Que conclure de cette soirée ? Prévenons d’abord nos lecteurs, elle fut loin de faire l’unanimité. Si le public de la Salle des concerts de la Cité de la musique n’hésita à manifester son enthousiasme par des applaudissement nourris, gageons que nous ne fûmes pas les seuls à être déconcertés.
© Marco Borggreve
Christoph Prégardien est un immense interprète de lieder, cela ne fait aucun doute. Sa notoriété en ce qui concerne Schubert en particulier n’est plus à établir, et cela, le ténor nous le montre bien. Le texte est pensé jusque dans ses moindres détails musicaux, tout cela avec naturel et distance, à l’instar d’un « Tränenregen » au dénouement surprenant, ou d’un « Eifersucht und Stolz » empreint d’une hargne bienvenue.

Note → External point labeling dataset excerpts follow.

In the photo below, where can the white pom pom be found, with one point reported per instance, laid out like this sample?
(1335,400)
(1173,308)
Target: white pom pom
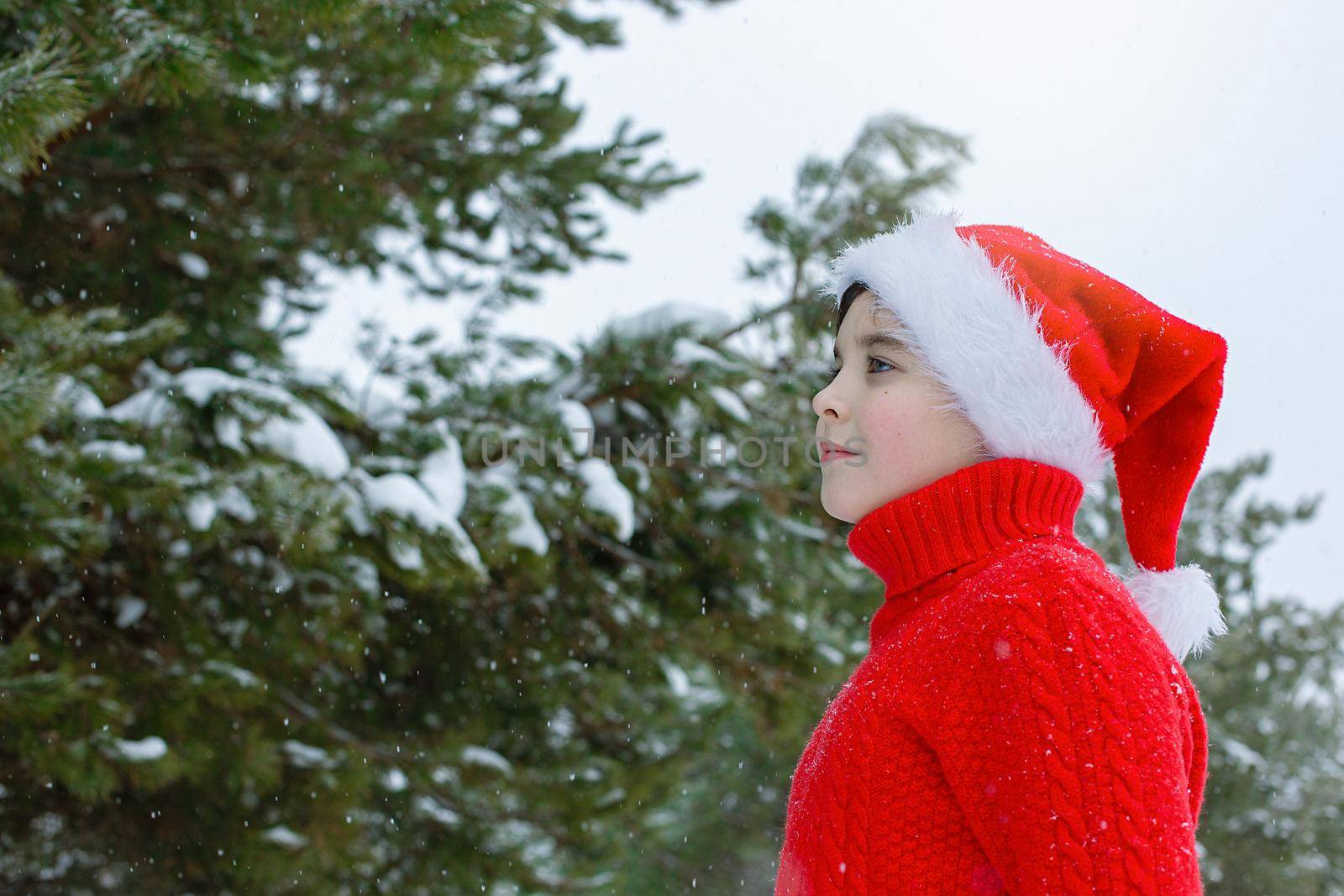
(1182,605)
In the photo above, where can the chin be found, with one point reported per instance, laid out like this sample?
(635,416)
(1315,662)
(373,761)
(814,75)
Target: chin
(843,504)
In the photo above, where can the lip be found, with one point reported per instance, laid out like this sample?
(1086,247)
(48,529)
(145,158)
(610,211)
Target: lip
(832,452)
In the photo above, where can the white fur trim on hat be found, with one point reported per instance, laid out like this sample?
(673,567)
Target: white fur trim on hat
(1182,605)
(956,304)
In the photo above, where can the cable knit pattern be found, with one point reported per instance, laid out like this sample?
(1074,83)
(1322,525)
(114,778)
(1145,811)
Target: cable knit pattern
(1018,726)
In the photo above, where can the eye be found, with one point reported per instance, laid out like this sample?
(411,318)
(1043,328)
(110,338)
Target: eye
(878,360)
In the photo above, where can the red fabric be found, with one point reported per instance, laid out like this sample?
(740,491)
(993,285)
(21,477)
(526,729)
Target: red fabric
(1018,725)
(1153,379)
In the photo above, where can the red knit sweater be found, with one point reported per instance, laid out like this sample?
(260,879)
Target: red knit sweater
(1018,725)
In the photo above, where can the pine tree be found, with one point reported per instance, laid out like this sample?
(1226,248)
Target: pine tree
(269,631)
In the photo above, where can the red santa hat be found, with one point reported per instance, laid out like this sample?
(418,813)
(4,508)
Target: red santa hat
(1055,362)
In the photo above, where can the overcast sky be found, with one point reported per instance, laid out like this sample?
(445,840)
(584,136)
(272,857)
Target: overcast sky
(1189,150)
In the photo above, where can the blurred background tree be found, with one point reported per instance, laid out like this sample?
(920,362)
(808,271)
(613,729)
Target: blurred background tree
(261,631)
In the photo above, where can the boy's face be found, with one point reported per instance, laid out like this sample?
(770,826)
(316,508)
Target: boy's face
(886,406)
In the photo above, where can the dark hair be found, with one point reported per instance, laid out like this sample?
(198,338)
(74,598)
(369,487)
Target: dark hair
(949,403)
(847,300)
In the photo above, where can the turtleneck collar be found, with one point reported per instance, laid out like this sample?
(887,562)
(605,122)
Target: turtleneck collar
(967,515)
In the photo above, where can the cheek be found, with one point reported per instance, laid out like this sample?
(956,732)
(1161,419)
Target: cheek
(893,421)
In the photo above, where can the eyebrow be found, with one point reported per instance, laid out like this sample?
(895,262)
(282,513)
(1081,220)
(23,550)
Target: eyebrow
(877,340)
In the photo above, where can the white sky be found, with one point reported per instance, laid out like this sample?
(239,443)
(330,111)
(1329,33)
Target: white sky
(1189,152)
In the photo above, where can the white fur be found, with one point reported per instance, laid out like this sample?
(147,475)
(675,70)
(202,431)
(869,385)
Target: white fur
(974,331)
(1182,605)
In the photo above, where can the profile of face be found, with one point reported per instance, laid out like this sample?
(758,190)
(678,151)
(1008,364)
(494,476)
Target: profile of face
(891,412)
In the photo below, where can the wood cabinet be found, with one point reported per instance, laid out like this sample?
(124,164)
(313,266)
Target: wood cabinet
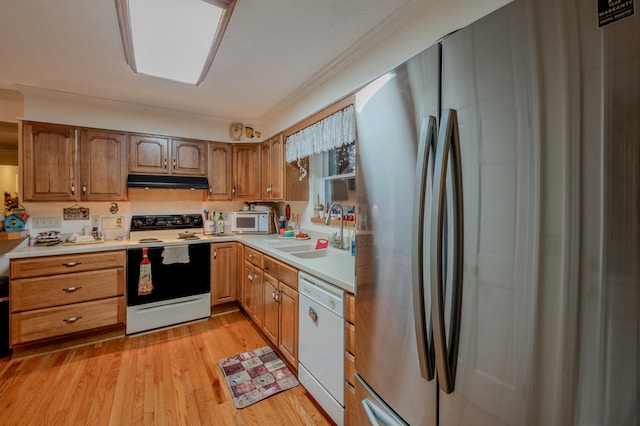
(223,273)
(246,172)
(349,360)
(57,296)
(253,285)
(103,165)
(281,308)
(162,155)
(220,175)
(64,163)
(272,159)
(50,165)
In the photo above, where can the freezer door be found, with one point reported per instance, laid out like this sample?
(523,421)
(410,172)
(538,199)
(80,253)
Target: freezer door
(487,80)
(390,114)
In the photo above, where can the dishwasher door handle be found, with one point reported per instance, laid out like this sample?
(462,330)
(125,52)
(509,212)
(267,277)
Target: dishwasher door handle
(313,315)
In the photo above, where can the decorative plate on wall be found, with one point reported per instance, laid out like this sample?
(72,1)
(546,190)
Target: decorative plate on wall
(235,131)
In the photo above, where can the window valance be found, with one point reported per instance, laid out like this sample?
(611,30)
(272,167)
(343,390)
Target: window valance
(332,132)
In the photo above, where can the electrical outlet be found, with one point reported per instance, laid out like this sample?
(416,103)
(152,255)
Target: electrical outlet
(42,222)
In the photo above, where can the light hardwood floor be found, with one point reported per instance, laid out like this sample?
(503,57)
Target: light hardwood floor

C’est vocalement que l’on restera un peu sur notre faim ce soir-là. Bien sûr, rares sont les ténors qui tiennent le pari de chanter un cycle aussi long à plus de soixante ans. Cependant, cette performance (tout à fait honorable compte tenu de l’âge) se fait au prix d’une transposition des lieder dans une tessiture de baryton. Cela n’est pas un problème en soi, si ce n’est que l’on y perd en présence sonore, notamment dans les sections les plus agitées (« Mein ! » et surtout « Der Jäger »). On déplore également une intonation qui se fait chancelante par endroits (« Der Neugierige »), et un aigu qui a tendance à s’amenuiser et à plafonner. Consolons-nous avec les grandes réussites de cette soirée : un « Ungeduld » rayonnant montre que l’artiste a encore du timbre à revendre, tandis que « Die böse Farbe » le place sous son jour musical le meilleur.

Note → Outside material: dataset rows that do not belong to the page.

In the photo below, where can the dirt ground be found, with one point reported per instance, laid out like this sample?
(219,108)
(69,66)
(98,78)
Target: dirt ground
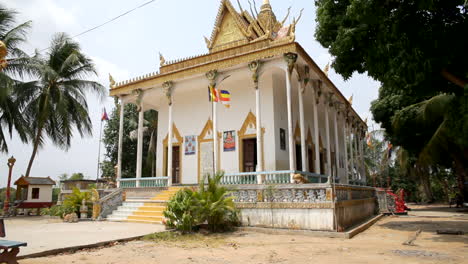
(382,243)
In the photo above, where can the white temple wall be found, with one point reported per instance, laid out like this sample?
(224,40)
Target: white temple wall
(191,111)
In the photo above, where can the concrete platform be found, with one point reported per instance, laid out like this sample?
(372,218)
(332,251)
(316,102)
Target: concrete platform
(44,234)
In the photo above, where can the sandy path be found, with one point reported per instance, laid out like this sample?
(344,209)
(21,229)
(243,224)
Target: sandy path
(382,243)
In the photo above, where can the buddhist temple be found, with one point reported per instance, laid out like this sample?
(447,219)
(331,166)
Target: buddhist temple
(284,113)
(257,108)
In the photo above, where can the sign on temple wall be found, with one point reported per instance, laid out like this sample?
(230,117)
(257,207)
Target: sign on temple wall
(189,145)
(229,140)
(206,158)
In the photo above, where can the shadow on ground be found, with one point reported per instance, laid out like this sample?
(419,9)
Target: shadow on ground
(429,226)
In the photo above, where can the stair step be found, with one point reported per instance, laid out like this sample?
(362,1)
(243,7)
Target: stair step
(148,213)
(146,218)
(150,209)
(144,221)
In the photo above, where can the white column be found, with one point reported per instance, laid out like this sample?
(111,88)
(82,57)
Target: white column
(346,165)
(356,156)
(316,135)
(304,159)
(337,148)
(215,138)
(259,133)
(169,145)
(119,153)
(139,146)
(168,90)
(292,163)
(351,151)
(327,136)
(363,175)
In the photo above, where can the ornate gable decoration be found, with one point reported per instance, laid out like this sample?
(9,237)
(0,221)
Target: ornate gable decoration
(249,127)
(176,138)
(207,132)
(229,27)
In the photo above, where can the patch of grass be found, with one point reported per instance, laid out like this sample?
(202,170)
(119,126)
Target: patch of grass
(192,240)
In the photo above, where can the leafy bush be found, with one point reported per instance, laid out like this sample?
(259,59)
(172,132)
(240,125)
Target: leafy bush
(58,210)
(71,204)
(211,204)
(217,207)
(182,211)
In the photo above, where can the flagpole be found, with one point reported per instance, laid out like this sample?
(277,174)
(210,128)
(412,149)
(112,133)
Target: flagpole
(99,152)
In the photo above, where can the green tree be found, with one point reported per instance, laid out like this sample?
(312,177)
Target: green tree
(76,176)
(12,97)
(414,48)
(111,141)
(58,102)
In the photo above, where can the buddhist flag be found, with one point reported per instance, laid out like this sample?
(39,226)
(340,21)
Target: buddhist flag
(369,140)
(225,98)
(212,94)
(104,117)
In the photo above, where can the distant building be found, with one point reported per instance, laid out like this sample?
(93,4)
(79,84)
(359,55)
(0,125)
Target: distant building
(84,185)
(34,192)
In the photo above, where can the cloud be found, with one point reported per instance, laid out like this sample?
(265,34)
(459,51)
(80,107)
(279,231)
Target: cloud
(105,67)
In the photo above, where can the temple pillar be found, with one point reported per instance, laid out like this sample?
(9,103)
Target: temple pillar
(356,154)
(211,76)
(327,137)
(345,136)
(300,90)
(315,102)
(119,152)
(337,152)
(351,151)
(291,59)
(139,165)
(254,67)
(167,88)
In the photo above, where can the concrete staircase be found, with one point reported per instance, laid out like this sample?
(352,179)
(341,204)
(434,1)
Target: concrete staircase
(144,209)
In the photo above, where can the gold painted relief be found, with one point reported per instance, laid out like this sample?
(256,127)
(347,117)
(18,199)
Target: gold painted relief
(228,31)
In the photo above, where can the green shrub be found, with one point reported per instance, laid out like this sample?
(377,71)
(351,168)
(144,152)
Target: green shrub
(58,210)
(217,207)
(71,204)
(182,212)
(211,204)
(75,199)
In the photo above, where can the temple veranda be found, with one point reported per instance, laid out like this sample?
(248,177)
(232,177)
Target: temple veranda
(286,117)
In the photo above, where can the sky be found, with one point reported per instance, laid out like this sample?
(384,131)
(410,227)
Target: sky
(129,47)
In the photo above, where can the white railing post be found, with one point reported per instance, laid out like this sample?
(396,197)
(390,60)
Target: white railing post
(291,59)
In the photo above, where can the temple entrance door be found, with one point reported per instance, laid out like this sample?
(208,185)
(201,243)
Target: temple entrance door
(249,152)
(311,160)
(322,163)
(298,158)
(175,165)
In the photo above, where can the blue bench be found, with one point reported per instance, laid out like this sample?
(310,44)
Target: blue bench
(9,249)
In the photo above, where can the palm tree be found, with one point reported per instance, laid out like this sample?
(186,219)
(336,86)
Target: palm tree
(443,120)
(150,131)
(12,96)
(58,100)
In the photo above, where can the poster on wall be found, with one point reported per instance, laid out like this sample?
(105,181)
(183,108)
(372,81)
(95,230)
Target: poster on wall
(190,145)
(229,140)
(282,139)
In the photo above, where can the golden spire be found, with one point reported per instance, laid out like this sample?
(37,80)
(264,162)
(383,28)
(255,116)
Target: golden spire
(326,69)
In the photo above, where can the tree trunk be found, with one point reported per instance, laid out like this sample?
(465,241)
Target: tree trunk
(424,178)
(461,173)
(33,155)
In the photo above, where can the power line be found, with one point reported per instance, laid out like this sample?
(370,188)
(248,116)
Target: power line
(108,21)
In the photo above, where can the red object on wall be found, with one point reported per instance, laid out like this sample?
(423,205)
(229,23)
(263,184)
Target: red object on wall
(399,197)
(30,205)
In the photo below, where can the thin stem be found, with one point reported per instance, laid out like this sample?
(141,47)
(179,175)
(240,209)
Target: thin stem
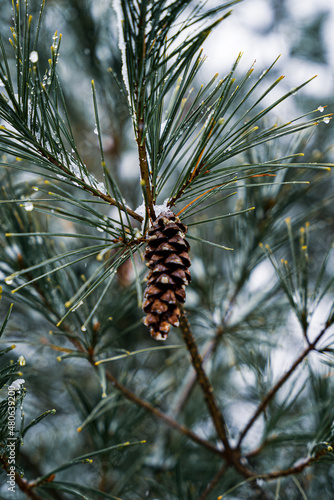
(214,482)
(204,382)
(277,386)
(144,170)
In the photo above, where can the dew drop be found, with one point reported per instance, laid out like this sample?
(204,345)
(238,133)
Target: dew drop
(22,361)
(29,206)
(33,56)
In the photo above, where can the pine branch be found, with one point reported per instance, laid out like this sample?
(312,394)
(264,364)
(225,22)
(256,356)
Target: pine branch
(216,414)
(24,485)
(214,482)
(160,415)
(266,400)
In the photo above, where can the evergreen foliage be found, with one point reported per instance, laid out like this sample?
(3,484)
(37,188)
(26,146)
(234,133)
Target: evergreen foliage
(238,403)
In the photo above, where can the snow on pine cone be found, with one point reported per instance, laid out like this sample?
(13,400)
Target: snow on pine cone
(168,261)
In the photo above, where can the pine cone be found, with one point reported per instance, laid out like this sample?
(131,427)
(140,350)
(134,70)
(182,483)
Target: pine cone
(168,260)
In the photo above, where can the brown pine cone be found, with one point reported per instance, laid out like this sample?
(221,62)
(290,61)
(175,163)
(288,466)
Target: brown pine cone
(168,260)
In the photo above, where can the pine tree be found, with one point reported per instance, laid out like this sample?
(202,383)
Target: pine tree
(238,400)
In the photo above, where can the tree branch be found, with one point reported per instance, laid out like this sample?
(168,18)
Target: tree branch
(278,385)
(204,382)
(131,396)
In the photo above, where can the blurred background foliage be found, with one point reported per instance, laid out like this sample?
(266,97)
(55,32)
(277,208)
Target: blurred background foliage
(235,296)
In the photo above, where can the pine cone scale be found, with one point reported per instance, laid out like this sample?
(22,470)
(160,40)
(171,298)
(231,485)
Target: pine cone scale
(168,260)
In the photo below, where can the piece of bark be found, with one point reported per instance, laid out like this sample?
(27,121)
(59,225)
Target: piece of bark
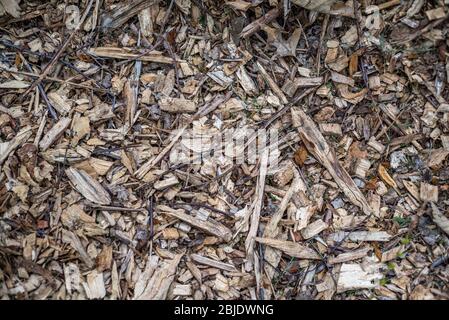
(349,256)
(54,133)
(206,109)
(161,280)
(256,25)
(439,218)
(130,54)
(313,229)
(177,105)
(88,187)
(428,192)
(9,146)
(291,248)
(291,86)
(94,286)
(273,85)
(333,7)
(272,255)
(360,236)
(257,207)
(210,226)
(212,263)
(357,276)
(75,242)
(320,149)
(123,12)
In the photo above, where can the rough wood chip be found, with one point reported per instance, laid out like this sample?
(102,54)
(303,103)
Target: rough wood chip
(317,145)
(88,186)
(123,53)
(359,236)
(428,192)
(159,283)
(177,105)
(313,229)
(357,276)
(291,248)
(212,263)
(210,226)
(7,147)
(349,256)
(439,218)
(54,133)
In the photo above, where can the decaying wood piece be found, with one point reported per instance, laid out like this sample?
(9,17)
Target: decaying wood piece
(212,263)
(49,67)
(333,7)
(54,133)
(122,13)
(320,149)
(272,83)
(177,105)
(256,207)
(349,256)
(440,219)
(256,25)
(207,108)
(209,226)
(158,285)
(359,276)
(9,146)
(359,236)
(75,242)
(88,186)
(291,248)
(129,54)
(272,256)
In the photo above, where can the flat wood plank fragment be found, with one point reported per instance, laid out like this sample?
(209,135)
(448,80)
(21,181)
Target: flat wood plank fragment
(88,186)
(54,133)
(349,256)
(440,219)
(360,236)
(320,149)
(160,282)
(9,146)
(291,248)
(129,54)
(209,226)
(212,263)
(357,276)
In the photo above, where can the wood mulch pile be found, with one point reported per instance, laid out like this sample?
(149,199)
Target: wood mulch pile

Une relation étroite lie le ténor à son partenaire de scène, le pianiste Michael Gees, puisque le duo a porté au disque cette Meunière il y a dix ans. Cependant, le jeu savonneux et imprévisible de l’accompagnateur pourra en agacer plus d’un. Nimbés de pédale, les contours mélodiques et harmoniques de chaque pièce deviennent franchement méconnaissables. La balance des plans sonore est elle aussi anarchique et le tempo se fait glissant à défaut d’être souple. En plus de cela, l’interprète a cru bon de proposer quelques ornementations supplémentaires. La volonté de donner ainsi à chaque strophe un caractère propre est louable, et « Mit dem grünen Lautenbande » s’en tire plutôt bien. Mais où était l’intérêt d’improviser des variations dans la berceuse finale, alors que c’est sa quiétude qui lui donne toute sa force ? Idem pour « Die liebe Farbe » qui se voit maquillé de quelques fioritures rossiniennes dont on se serait bien passé.

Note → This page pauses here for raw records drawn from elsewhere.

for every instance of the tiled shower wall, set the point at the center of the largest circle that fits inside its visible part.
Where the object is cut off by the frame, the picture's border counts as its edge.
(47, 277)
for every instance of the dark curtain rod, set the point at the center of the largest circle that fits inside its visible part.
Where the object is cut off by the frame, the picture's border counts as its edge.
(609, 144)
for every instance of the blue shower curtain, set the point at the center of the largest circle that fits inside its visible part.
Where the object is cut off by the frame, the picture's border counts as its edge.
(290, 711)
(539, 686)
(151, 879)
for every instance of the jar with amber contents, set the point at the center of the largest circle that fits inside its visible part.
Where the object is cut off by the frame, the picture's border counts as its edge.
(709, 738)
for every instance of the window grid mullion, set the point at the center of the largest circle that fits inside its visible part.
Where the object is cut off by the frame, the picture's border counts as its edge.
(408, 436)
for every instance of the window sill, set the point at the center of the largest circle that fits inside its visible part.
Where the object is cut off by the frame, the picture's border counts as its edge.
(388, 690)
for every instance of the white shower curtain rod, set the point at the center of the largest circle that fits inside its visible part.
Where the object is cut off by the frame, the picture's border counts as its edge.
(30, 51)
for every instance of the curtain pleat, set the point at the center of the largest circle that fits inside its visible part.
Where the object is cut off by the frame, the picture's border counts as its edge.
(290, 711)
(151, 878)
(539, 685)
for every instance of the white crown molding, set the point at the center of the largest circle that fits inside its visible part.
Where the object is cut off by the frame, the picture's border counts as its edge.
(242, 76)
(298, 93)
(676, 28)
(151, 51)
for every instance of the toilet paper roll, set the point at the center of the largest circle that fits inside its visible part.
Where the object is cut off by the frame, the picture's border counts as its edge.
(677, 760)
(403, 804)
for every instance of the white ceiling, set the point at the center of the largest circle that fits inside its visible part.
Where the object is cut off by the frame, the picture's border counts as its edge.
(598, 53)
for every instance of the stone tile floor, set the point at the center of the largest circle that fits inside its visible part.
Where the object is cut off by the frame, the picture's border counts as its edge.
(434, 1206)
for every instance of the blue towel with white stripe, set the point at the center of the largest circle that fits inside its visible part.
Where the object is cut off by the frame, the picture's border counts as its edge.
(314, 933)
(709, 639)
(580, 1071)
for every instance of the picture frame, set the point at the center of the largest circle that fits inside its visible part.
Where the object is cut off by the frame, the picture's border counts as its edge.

Reconnaissons cependant qu’une leçon de dialogue nous est donnée ce soir-là. En effet, le pianiste sait se montrer très attentif au jeu scénique du chanteur, ayant plus souvent les yeux rivés sur ce dernier que sur la partition, et accompagnant chaque inflexion vocale de son pendant pianistique (l’enfer du madrigalisme est pavé de bonnes intentions). Dans un art où la communication entre les interprètes est primordiale, nous voilà donc servis. Pour le reste, chacun appréciera cette soirée comme il le souhaite.